Obviously my finance-stock-stuffed portfolio is not spared from the chaos. It ended the month with a 3.75% loss, even slightly worse than the benchmark loss of 3.47% in the same month. On a year-to-date basis, my portfolio is still up 9.4%, compared to 8.4% gain of the benchmark.
I'm quite busy in managing my positions in November. Key transactions include:
1) Exercised 1/3 of my vested employee stock option positions (MSFT) at $36.60. Before this month's transaction, I haven't exercised stock option for over 7 years now. The action is prompted first by valuation concerns -- MSFT was bid up to a level that is above my calculation of intrinsic value after a blow-out Q1 release, and second by diversification purposes -- my employee stock option account was representing 17% of our net worth at the end of October and it was obviously too high.
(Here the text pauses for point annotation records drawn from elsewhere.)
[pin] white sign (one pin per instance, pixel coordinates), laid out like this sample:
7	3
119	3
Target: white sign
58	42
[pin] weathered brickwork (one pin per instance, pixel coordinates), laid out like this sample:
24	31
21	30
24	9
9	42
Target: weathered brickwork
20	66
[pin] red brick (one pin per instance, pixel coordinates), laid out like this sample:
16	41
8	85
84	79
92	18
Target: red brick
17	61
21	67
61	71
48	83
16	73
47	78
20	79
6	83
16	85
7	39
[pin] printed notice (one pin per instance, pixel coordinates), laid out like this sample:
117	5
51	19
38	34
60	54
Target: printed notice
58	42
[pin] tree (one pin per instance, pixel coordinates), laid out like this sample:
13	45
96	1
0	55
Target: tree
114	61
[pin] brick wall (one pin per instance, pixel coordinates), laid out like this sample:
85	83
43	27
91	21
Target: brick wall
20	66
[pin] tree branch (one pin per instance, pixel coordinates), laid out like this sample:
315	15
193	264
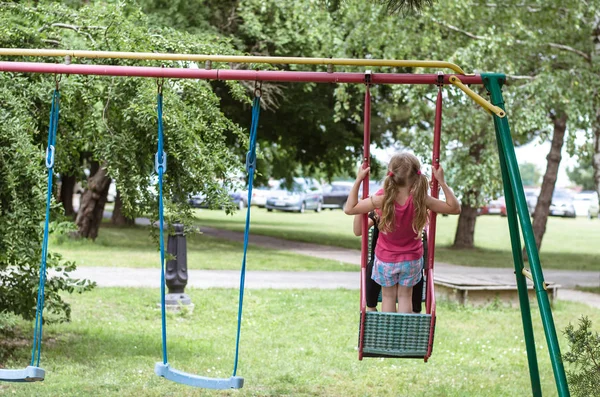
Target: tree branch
562	47
78	29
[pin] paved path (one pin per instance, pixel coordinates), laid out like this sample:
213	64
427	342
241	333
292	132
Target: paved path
566	278
143	277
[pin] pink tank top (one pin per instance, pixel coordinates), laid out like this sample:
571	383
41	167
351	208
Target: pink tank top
401	244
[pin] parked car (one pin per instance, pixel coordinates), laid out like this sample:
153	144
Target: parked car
304	194
586	204
198	201
259	196
562	204
335	194
494	207
239	198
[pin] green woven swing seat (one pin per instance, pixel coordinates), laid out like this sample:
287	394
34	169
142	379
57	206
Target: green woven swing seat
396	335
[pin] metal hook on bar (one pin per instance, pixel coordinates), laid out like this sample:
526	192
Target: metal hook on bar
160	82
57	79
258	88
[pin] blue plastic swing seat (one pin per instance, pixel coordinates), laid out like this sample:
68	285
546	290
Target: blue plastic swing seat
29	374
164	370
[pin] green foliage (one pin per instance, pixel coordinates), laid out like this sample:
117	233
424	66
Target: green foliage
530	174
582	176
584	356
112	121
22	198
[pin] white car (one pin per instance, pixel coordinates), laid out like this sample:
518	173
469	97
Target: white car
259	196
586	204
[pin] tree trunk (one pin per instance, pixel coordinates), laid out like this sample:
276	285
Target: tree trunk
118	218
92	204
596	125
596	154
465	231
67	188
542	208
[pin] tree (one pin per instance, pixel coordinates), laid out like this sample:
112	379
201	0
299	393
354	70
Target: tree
22	198
530	174
103	118
582	176
108	125
547	61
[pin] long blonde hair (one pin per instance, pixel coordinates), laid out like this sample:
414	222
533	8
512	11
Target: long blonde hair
404	170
2) I sold all 400 shares of Apollo Group (APOL), the online education titan that is behind University of Phoenix and alike, at $71.21. I bought these stocks back in November 20, 2006 at $35.05 apiece following Morningstar's recommendations, and although I didn't catch the high, I'm comfortable with the double-bagger performance. Also, since I sold after the 20th, all capital gains will be taxed on a long-term gain basis.
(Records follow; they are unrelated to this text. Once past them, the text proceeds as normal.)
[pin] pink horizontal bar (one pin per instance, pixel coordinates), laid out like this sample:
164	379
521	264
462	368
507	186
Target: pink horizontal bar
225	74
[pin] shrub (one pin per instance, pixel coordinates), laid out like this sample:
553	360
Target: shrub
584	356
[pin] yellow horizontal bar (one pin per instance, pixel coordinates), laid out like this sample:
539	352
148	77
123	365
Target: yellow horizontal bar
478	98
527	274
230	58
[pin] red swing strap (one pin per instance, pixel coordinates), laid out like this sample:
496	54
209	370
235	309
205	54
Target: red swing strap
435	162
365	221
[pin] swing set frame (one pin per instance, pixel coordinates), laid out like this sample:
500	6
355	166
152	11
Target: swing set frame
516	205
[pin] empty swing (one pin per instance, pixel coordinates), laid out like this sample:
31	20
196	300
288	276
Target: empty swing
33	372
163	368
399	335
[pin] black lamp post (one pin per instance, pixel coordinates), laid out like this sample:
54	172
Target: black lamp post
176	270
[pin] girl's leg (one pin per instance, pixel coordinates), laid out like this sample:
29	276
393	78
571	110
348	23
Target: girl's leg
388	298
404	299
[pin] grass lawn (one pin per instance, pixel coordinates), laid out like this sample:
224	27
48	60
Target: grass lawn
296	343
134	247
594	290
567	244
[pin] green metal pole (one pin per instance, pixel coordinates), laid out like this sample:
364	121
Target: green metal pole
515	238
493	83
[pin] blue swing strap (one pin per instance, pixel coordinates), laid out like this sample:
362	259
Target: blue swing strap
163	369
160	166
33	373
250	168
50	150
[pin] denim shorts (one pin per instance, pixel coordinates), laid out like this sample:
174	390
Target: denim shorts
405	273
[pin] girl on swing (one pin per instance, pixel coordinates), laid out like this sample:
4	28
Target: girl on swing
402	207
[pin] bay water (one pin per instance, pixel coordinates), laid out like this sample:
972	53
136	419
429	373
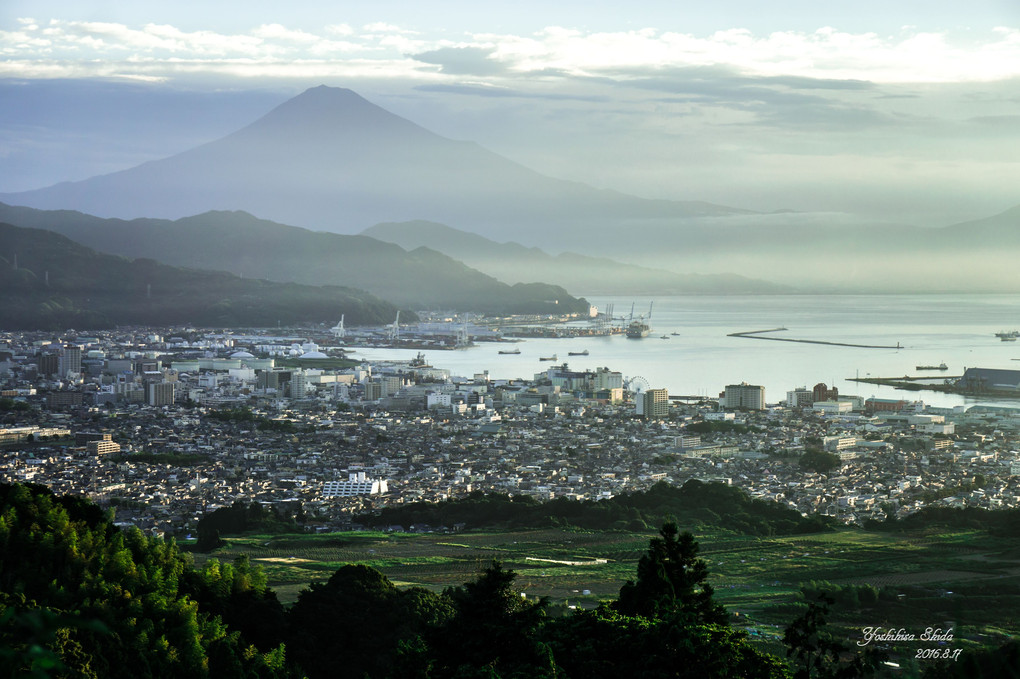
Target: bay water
690	353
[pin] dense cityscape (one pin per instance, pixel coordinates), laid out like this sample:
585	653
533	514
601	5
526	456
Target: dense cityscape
169	424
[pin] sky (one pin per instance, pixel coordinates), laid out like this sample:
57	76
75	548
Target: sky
903	111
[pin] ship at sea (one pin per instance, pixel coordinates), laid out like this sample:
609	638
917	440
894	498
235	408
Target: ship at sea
639	327
940	366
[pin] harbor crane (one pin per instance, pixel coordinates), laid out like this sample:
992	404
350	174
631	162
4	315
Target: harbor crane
338	329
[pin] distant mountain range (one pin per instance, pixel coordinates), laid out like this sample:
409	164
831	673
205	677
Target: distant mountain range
48	281
239	243
330	160
512	262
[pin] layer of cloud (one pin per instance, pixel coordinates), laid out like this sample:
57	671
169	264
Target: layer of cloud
825	57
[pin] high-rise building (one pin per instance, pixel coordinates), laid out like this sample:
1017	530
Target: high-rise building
800	398
749	397
607	379
49	364
653	404
70	361
160	394
299	384
823	393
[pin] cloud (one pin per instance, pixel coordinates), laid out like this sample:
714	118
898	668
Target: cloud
463	60
825	58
3) I snapped on American Express (AXP) and Bank of America (BAC) before the end of the month. Although there are still uncertainties, my firm belief is financial stocks are screaming value now.
- I might need to make one or two loss-taking tax-driven sales. Likely I will sell some Citigroup (C) shares at a loss and (temporarily) replace them with a similar issue.
- With the cash infusion after my stock option exercise, my cash position is higher than I would like to be. I'm looking for opportunities to reduce my cash position to 15% or below in coming months.